Sometimes we can't help wonder how the Baltic states actually made it into the European Union. The ease with which the sinister beast of intolerance appears, strikes and then retreats to its lair is alarming 's particularly given that its successes are often abetted by bureaucrats and ministers. The city of Vilnius recently forbade a Europe-wide campaign promoting tolerance to make a stop in the Lithuanian capital. Municipal politicians claimed that the campaign truck, filled with brochures and other informational trinkets calling on people to oppose discrimination, would have sparked unrest since a sizeable homosexual community was expected to participate.
There were reports of an imminent backlash, so Vilnius officials prohibited the truck from lazily rolling through streets of the capital and, to be sure, doing a good thing.
Vilnius politicians thus used the same tactics as their colleagues in Riga a year ago when the latter barred a mid-summer congress of gays and lesbians. Trouble was brewing, they reasoned, so it would be better to forbid any gathering. There is, of course, a certain logic to the argument (Estonians, for instance, had every right to use it on April 28 after two enormously violent nights in Tallinn), but it can be abused. Instead of providing security to a group practicing its constitutional right of assembly, governments go for the cop-out and simply ban everything.

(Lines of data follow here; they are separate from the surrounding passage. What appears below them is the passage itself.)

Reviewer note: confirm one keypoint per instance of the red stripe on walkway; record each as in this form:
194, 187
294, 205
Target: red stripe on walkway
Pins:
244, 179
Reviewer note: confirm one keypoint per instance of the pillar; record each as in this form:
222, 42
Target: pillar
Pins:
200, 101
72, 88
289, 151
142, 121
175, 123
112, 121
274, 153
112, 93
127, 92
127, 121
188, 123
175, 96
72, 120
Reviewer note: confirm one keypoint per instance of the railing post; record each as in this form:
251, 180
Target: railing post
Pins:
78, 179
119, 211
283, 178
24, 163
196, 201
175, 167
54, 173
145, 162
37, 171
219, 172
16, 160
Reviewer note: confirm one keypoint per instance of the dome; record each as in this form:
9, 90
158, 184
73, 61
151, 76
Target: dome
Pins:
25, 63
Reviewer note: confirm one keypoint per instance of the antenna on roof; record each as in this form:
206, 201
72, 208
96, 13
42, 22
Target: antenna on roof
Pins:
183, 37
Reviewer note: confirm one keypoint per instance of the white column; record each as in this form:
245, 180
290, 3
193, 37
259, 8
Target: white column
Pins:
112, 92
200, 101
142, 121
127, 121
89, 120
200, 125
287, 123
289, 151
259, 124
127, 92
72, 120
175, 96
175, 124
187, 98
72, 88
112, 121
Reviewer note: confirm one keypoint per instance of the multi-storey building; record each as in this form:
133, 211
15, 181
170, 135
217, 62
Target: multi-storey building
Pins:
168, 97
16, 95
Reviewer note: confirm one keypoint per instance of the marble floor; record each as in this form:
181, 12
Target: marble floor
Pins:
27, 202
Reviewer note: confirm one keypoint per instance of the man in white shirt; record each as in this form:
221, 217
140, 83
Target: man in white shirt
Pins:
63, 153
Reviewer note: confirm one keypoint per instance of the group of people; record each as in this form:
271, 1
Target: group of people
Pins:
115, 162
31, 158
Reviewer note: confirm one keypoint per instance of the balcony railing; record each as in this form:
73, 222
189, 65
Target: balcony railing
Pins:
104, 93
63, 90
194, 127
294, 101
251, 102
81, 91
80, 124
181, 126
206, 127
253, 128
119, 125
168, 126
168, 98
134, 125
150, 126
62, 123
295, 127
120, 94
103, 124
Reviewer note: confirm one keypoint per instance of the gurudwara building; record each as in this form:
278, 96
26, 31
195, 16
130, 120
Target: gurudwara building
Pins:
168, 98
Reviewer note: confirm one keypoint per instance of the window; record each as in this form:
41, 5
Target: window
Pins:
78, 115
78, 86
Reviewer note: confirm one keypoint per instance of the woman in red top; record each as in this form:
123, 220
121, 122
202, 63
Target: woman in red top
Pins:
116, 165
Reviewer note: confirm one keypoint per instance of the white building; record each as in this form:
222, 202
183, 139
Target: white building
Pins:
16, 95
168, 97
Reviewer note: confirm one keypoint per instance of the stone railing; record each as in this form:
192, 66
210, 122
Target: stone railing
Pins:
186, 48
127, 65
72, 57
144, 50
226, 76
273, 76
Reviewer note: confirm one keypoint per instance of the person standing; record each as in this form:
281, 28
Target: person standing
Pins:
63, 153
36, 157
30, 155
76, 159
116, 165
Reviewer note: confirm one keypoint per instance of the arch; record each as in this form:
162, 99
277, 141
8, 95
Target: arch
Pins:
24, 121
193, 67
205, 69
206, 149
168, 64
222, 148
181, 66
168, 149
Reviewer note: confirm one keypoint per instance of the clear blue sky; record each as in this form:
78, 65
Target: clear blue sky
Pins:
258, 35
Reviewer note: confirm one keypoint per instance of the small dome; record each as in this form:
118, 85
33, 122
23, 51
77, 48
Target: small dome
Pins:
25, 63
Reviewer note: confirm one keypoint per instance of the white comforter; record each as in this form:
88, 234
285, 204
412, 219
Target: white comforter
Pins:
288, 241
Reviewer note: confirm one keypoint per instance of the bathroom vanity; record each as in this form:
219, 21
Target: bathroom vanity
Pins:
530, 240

Lithuania is feeling the indignation from across Europe. The European Commission, the EU's executive arm and day-to-day decision-maker, may even reconsider a decision to create a gender equality institute in Vilnius. And indeed it should. Imagine the ludicrousness of establishing a think-tank devoted to human rights in a place where minority groups cannot freely assemble. Brussels may as well put the institute in Moscow.
Latvia, meanwhile, is gearing up for what promises to be a massive sexual-rights gathering in downtown Riga on June 3. We are expecting the worst. There are far too many forces who still believe they can win political dividends by adhering to homophobic views. The sad thing is that their political instincts are correct. And this shows that the struggle against intolerance will require years, maybe a generation or two.
But for politicians and law enforcement officials to hide behind perceptions of violence instead of fulfilling their obligations enshrined in the constitution and European treaties is cowardice. If tolerance is to succeed and society mature, it must come from above.
Baltic residents like to think they are now part of Europe, but the intolerance toward diverse groups, particularly gays and blacks, shows how far we still have to go toward "ethical convergence." There is nothing in common between the way sexual minorities are treated in Amsterdam and Vilnius, and until the situation changes, Balts have no right to claim themselves full-fledged members of the European family.
In a sense, intolerance is a fine litmus test for how firmly rooted Homo Sovieticus is in the Baltic mentality. We saw how Muscovites treated a small group of gay-rights supporters in Russia, and we may see the same in Riga. If it so happens, then the world will have all the evidence it needs that the Baltics haven't grown up much since gaining independence in 1991.